Вместе с видеокультурой утвердилась и мировая преступная идея, представленная фильмами – шедеврами крупнейших мастеров. Суть этой идеи проста. Человек остается хорошим и добрым только тогда, когда он выспался, согрелся и покушал. Попытайтесь отнять у него жизнь, еду, комфорт, самку – и увидите, как он превратится в лязгающее клыками животное, не обращающее на закон никакого внимания. То есть каждый из нас, внешне добрых и честных, станет преступником, будь на то обстоятельства.
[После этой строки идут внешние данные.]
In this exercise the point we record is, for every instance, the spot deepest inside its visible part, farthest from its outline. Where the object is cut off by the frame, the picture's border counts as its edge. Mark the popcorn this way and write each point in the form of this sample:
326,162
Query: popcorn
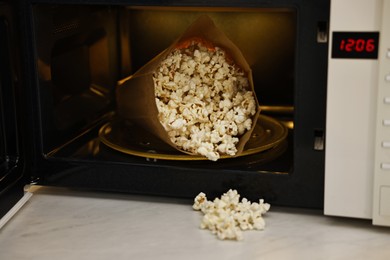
203,100
227,217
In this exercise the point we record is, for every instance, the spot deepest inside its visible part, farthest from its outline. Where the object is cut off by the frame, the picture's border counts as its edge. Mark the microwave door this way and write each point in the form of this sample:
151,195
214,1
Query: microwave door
11,171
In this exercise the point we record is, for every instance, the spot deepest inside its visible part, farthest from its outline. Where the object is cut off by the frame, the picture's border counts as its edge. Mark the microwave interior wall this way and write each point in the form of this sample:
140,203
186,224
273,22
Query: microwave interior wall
80,52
Без сомнения, преступная идея важна. Она всегда выживала и выживет. У нее есть свои апостолы, мученики и евангелисты. Эта идея не дает обществу забыть, что оно, общество, состоит не только из хороших людей, но и из плохих, слабых, отягощенных пороками. Всякий знает, что справа и слева от Иисуса Христа распяли двух уголовников. Преступная идея – это вопль истинно несчастных: всех, кто лишен совести и сострадания, всех безвольных и слабохарактерных, всех психопатов, убийц, маньяков, насильников, душегубов, аферистов, бандитов, психически больных, неверящих, бесталанных и бездарных. Не забудьте, что гомо сапиенс несовершенен! – кричит эта идея любому, кто возомнит себя гением, а человечество – полем для произрастания себе подобных.
В Совдепии преступная идея замалчивалась. Ни ее последователи, ни ее критики не имели голоса. Поэтому тюрьмы моей Родины еще много десятилетий будут переполнены.
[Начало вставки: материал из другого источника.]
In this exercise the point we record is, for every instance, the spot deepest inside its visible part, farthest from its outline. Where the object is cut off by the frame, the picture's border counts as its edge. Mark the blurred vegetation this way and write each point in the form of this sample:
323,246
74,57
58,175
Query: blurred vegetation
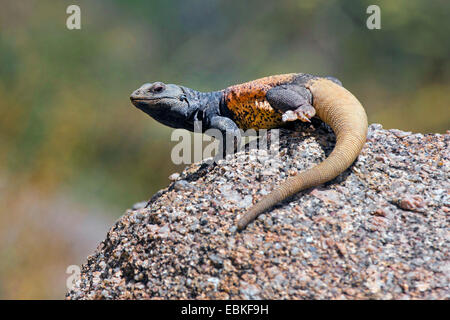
68,133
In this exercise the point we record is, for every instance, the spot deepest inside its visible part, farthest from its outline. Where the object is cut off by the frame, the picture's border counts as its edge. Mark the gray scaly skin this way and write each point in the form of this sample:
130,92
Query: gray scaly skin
266,103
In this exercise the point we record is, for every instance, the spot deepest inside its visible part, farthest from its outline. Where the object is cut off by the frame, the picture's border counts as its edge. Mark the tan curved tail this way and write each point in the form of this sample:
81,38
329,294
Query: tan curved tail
338,108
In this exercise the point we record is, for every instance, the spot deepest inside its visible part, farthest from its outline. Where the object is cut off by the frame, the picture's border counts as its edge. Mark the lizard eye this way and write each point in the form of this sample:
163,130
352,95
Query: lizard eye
158,87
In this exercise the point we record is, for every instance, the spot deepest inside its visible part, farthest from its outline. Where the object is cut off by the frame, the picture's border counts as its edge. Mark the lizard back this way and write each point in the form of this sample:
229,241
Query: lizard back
248,104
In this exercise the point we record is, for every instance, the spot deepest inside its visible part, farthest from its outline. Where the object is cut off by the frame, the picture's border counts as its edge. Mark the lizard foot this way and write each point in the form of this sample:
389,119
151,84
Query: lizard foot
302,113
Выйдя из ворот с красными звездами, я увидел поразительнейшее в своей нагой красоте зрелище: карамельная поляна моего детства выгорела дотла. Страна лютиков и полушалочков, прикольная Совдепия – издохла. Сквозь ее разлагающийся трупик мощно проросло новое государство: жестокое, циничное, но наполненное до краев юмором и энергией жизни. В точности такое, как мои ненаписанные романы.
Однако теперь с литературой я решил повременить. Сначала я задумал сколотить миллион. Все мои сверстники занимались сколачиванием миллиона. У некоторых это получалось.
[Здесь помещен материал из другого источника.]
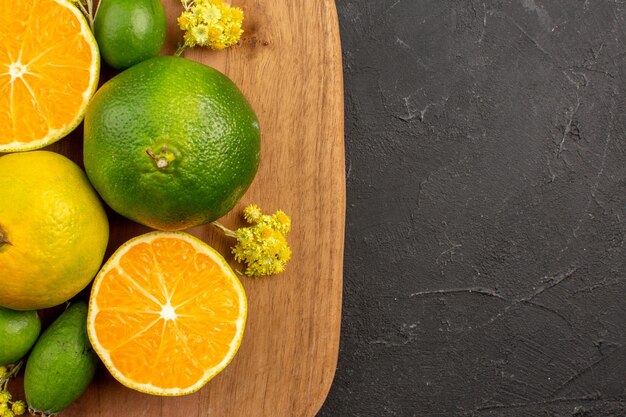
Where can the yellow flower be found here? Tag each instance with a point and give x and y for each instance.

Есть поговорка американских финансистов: «Прежде чем купить акции, купи дом!». То есть сначала подумай о себе, а потом о своем авантюризме. Сначала подстрахуйся, а потом рискуй. Я сочинил для себя похожий слоган: «Прежде чем писать книжки, сделай деньги!». Обеспечь себя и свою семью, а потом сочиняй, сколько угодно...
Делание денег – крайне рискованное дело, и я вновь вспомнил о тюрьме. И не один раз, и не два. В начале девяностых обстановка в столице моей Родины была здорово приближена к боевой.
Так прошло пять долгих лет. Всякий раз, когда в моих делах наступал застой и я оказывался без работы, без дела, но при свободном времени, – я немедленно садился за стол и начинал писать. Об этой ситуации писатель Тургенев сказал так: «Во дни сомнений и тягостных раздумий ты один мне надежда и опора, о великий и могучий русский язык!» Впрочем, Тургенев был дворянин и никогда не маялся вопросом, где взять денег на покушать. Работа или дело для меня находились быстро, и я не закончил ни одной своей вещи.
Я никогда не дрожал над рукописями, не складывал в заветную папочку. В двадцать два или двадцать три года делать прозу нельзя – можно только упражняться. Впоследствии рассказы и повести гибли при квартирных переездах, я их пережил около десятка.
В конце концов нашлось такое дело, которому я посвятил себя целиком, и оно принесло мне золото, господа. Сам по себе процесс обогащения показался мне настолько интересным, что литературу я задвинул. Успеется! В руки идут и деньги, и богатейший материал для романов и сценариев! Бизнес! Вот где страсти и драматические коллизии! Вот где персонажи и характеры! Москва девяностых явно будет покруче Чикаго тридцатых, там убивали всего лишь за самогон, а здесь дрались и дерутся за нефть, газ и недвижимость...
Ночами вокруг меня кружили великие тени Бальзака и Драйзера. Как и они, я жил среди банкиров, промышленников и ростовщиков, среди звона монет и шелеста купюр, в мире, где старая мораль втаптывалась в грязь, а взамен торжествовала новая: простая, понятная и жестокая.